Discriminant Feature Extraction (DFE) is widely recognized as an important pre-processing step in classification applications. Most DFE algorithms are linear and thus can only explore the linear discriminant information among the different classes. Recently, there has been several promising attempts to develop nonlinear DFE algorithms, among which is Kernel-based Feature Extraction (KFE). The efficacy of KFE has been experimentally verified by both synthetic data and real problems. However, KFE has some known limitations. First, KFE does not work well for strongly overlapped data. Second, KFE employs all of the training set samples during the feature extraction phase, which can result in significant computation when applied to very large datasets.
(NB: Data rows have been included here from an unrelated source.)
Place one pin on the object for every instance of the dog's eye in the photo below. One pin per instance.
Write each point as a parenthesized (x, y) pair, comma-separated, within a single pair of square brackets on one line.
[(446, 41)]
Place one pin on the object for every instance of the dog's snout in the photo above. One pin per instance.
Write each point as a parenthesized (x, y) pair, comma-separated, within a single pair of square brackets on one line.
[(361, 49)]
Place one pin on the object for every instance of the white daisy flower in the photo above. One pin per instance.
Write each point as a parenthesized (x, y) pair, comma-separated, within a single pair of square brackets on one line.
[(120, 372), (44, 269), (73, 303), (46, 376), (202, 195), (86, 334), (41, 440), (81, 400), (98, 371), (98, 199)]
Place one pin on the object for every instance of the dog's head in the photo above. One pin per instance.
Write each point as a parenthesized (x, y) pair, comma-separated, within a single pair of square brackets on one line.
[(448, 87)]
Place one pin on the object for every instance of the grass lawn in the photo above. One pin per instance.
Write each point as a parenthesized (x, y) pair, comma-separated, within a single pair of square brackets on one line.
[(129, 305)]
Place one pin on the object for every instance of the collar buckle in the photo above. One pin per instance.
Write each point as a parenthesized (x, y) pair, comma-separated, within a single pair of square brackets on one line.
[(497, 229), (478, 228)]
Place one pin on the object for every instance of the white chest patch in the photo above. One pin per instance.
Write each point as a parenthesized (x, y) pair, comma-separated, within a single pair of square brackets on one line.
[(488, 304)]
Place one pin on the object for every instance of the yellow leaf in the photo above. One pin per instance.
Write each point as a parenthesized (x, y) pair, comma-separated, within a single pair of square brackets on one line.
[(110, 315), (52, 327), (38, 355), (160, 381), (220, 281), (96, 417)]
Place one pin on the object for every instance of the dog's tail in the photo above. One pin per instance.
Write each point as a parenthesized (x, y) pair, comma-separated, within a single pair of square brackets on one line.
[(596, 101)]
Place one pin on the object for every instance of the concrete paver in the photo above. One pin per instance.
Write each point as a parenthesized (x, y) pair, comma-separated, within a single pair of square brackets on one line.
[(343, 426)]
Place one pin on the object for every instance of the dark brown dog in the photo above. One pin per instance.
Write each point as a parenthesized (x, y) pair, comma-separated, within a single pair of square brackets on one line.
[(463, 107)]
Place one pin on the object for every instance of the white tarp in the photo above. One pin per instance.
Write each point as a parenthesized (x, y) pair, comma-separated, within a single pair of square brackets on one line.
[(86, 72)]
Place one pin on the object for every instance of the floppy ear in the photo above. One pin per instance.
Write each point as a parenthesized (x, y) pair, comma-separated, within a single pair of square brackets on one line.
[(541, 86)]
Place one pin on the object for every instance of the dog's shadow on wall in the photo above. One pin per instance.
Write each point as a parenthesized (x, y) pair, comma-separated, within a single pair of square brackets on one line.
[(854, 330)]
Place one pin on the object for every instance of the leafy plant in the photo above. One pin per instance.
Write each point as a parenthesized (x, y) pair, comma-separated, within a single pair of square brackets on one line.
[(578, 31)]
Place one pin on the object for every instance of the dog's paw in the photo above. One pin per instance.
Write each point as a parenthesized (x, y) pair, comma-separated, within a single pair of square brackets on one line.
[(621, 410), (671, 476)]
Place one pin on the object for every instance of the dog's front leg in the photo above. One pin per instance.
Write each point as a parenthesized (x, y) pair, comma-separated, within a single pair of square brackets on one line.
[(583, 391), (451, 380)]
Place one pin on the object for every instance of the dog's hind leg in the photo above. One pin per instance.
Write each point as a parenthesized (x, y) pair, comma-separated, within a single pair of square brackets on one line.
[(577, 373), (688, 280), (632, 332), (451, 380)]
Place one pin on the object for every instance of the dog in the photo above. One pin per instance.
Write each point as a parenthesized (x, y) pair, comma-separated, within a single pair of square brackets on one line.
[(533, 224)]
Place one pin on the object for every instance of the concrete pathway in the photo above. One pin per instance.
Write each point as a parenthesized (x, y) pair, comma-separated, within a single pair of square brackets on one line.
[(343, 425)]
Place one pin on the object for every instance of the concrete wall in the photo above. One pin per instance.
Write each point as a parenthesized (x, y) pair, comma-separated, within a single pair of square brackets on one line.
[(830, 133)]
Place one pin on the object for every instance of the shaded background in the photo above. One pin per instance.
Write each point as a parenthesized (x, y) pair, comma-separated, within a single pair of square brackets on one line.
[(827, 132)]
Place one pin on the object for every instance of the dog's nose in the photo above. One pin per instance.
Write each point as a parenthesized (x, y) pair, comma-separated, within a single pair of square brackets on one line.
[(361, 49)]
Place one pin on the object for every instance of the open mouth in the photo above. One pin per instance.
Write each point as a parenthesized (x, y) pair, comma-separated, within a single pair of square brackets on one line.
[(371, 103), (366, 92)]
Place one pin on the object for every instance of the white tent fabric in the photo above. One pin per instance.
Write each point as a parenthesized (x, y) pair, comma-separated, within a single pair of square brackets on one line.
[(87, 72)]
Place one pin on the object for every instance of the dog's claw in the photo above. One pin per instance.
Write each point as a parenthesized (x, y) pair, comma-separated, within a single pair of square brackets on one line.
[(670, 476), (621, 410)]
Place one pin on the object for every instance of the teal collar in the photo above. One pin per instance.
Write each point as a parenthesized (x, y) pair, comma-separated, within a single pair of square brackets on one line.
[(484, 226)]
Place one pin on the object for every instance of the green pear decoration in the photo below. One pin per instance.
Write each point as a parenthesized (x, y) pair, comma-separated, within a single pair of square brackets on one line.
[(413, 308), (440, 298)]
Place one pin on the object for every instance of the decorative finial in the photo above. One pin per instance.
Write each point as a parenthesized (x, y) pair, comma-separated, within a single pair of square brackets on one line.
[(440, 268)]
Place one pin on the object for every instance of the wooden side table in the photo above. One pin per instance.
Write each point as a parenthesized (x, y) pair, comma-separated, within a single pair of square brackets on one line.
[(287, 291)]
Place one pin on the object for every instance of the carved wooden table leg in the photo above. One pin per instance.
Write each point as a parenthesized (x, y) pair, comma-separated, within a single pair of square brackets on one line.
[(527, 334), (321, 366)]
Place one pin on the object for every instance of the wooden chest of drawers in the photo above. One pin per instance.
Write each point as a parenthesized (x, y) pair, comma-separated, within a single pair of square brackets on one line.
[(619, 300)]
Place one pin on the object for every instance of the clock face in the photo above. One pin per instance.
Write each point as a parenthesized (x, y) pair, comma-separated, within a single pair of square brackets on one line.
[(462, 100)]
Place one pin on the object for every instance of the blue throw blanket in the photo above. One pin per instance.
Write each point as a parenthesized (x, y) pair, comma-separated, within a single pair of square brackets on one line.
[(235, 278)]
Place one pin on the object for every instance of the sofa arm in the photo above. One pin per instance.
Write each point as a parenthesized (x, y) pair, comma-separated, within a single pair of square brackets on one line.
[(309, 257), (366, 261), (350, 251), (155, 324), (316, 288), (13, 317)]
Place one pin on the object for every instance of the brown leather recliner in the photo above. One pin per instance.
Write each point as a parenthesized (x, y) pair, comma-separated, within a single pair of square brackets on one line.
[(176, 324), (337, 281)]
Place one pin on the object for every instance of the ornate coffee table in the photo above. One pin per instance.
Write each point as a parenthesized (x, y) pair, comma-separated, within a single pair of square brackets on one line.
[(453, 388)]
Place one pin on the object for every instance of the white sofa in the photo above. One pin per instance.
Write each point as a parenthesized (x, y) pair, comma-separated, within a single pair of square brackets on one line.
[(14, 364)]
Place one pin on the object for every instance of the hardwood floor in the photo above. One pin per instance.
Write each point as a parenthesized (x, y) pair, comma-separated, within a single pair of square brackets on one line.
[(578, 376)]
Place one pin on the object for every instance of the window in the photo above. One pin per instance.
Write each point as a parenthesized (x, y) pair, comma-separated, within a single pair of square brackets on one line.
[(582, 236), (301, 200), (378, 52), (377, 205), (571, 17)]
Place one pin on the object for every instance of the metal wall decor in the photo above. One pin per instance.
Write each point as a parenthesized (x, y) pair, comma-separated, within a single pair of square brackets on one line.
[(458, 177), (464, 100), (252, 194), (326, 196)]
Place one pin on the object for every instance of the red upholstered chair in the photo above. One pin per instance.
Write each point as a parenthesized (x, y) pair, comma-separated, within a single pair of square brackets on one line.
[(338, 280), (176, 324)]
Finally, KFE can result in overfitting. In this paper, we propose a substantial improvement to KFE that overcomes the above limitations by using a representative dataset, which consists of critical points that are generated from data-editing techniques and centroid points that are determined by using the Frequency Sensitive Competitive Learning (FSCL) algorithm. Experiments show that this new KFE algorithm performs well on significantly overlapped datasets, and it also reduces computational complexity. Further, by controlling the number of centroids, the overfitting problem can be effectively alleviated.

Paper Details

Date Published: 31 July 2002
PDF: 12 pages
Proc. SPIE 4729, Signal Processing, Sensor Fusion, and Target Recognition XI, (31 July 2002); doi: 10.1117/12.477621
Show Author Affiliations
Honglin Li, The Ohio State Univ. (United States)
Jose-Luis Sancho Gomez, Univ. Carlos III de Madrid (United States)
Stanley C. Ahalt, The Ohio State Univ. (United States)

Published in SPIE Proceedings Vol. 4729:
Signal Processing, Sensor Fusion, and Target Recognition XI
Ivan Kadar, Editor(s)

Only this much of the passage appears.